The decision was made I should be placed through the MRI. The MRI techs were outwardly concerned as they positioned me on the MRI table. They placed a ball on my chest. They said if I squeezed the ball an alarm would sound and they would stop the test immediately. They went on to explain I should not hesitate to squeeze the ball if my head started to feel hot or if I could tell the staples in my head were becoming warm.
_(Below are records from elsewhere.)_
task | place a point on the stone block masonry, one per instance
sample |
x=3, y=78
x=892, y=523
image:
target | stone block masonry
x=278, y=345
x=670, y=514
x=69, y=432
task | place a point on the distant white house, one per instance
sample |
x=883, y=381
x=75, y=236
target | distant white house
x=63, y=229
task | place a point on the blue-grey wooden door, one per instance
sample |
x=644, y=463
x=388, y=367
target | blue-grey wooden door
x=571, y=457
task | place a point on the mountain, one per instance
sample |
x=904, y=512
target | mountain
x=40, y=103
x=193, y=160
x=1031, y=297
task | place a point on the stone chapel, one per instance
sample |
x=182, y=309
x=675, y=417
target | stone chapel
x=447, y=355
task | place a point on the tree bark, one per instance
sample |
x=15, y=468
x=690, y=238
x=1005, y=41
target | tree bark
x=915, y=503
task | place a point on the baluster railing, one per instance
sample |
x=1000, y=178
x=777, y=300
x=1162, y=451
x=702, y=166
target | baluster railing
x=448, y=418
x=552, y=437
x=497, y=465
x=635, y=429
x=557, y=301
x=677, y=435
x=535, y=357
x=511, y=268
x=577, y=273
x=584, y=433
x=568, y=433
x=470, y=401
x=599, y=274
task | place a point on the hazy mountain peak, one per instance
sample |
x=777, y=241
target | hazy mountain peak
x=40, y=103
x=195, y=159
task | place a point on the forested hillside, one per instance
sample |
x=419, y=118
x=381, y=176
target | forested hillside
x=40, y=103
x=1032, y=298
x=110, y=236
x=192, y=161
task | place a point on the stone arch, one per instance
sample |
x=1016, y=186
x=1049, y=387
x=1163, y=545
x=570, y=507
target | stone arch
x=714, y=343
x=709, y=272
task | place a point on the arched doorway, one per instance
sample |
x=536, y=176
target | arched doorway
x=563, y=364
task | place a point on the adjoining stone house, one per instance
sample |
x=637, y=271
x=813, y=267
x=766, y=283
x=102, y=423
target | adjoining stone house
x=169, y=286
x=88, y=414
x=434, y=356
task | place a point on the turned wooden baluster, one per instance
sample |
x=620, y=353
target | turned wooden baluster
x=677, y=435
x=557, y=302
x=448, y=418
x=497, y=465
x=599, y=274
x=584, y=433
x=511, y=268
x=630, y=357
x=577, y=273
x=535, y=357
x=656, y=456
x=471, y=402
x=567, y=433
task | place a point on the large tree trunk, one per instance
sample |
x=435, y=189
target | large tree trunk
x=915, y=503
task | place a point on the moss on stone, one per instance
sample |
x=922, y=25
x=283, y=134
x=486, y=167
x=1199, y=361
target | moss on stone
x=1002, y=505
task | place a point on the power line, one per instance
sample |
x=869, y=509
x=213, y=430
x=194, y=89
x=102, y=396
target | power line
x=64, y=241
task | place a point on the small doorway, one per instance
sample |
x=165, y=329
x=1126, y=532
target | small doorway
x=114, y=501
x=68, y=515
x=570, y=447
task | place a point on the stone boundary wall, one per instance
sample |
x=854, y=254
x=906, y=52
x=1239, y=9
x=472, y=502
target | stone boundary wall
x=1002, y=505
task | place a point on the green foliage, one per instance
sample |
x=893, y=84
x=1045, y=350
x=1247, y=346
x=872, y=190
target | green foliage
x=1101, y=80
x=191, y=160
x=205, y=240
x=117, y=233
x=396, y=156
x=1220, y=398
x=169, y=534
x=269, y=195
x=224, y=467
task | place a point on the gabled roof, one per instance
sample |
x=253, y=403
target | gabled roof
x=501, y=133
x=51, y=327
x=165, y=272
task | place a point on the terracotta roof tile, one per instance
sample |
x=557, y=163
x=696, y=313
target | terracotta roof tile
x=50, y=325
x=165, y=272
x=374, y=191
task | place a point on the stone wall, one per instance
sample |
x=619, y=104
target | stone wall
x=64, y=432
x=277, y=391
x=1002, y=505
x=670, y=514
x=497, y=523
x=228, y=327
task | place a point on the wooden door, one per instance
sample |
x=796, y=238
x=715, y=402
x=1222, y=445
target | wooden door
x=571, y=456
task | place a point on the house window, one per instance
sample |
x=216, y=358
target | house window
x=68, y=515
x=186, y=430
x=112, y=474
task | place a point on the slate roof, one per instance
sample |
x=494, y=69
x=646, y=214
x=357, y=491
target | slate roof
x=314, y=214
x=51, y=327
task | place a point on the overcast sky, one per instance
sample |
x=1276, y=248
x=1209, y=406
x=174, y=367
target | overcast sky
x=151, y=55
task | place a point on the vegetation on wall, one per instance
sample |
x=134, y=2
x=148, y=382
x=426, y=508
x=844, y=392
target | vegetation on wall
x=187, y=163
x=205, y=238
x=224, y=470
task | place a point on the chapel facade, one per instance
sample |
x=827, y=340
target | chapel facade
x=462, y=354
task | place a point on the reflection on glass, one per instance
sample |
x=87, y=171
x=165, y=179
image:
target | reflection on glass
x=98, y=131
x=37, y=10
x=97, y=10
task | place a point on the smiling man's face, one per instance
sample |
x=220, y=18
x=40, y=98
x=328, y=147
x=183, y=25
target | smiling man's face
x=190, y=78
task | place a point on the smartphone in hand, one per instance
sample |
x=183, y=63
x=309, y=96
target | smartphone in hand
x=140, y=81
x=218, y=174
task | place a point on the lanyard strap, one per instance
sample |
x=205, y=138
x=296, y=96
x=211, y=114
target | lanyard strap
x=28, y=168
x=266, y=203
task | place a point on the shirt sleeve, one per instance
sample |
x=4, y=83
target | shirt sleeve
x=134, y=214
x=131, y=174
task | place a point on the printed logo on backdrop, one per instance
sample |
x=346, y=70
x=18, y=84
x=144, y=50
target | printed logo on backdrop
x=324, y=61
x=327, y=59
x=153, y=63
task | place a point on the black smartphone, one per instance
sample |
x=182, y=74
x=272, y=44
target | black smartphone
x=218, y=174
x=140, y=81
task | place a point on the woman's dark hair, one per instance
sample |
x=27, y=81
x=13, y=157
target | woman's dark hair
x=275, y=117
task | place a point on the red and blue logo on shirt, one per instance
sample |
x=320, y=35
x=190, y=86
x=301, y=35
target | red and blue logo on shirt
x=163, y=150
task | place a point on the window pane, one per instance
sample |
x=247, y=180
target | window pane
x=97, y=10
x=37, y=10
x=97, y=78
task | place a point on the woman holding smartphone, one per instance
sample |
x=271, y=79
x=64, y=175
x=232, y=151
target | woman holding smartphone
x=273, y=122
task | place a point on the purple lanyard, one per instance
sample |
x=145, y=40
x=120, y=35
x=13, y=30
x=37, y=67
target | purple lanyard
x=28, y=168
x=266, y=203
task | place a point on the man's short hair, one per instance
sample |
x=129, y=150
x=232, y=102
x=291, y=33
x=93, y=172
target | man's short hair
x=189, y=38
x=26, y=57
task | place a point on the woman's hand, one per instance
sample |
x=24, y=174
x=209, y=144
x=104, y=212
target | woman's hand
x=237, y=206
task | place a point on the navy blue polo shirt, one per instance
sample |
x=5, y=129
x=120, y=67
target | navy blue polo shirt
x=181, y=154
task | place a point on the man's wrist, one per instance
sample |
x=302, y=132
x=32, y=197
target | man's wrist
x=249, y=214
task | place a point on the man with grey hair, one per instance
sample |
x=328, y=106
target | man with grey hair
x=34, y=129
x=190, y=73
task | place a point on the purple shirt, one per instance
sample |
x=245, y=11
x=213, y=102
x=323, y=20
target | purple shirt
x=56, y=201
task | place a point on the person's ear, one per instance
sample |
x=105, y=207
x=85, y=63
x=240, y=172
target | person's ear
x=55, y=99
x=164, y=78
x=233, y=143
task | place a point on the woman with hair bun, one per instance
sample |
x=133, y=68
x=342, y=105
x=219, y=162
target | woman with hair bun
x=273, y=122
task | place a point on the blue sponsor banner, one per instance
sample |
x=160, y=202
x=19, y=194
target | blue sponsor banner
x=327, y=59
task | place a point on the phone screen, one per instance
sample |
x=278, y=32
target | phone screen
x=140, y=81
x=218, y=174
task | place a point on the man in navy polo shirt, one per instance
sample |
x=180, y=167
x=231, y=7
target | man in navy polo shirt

The test began. I was nervous. I began to try and sense if there was any extra heat on my head. I remember hearing Dr. Rose indicate the importance of the MRI. I was afraid. In an instance, the word TRUST jumped into my head. I began to ponder the word trust. I should trust Dr. Rose. I should trust the MRI machine and the engineers who designed and built it. I was still afraid. The word COURAGE jumped into my head. Now I understood, TRUST requires COURAGE. Having both TRUST and COURAGE, I calmed down and was no longer afraid. I concluded I would not press the alarm. I began to pray, thanking Jesus for the lesson, and the MRI test was over. When I got out of the MRI, everyone seemed relieved.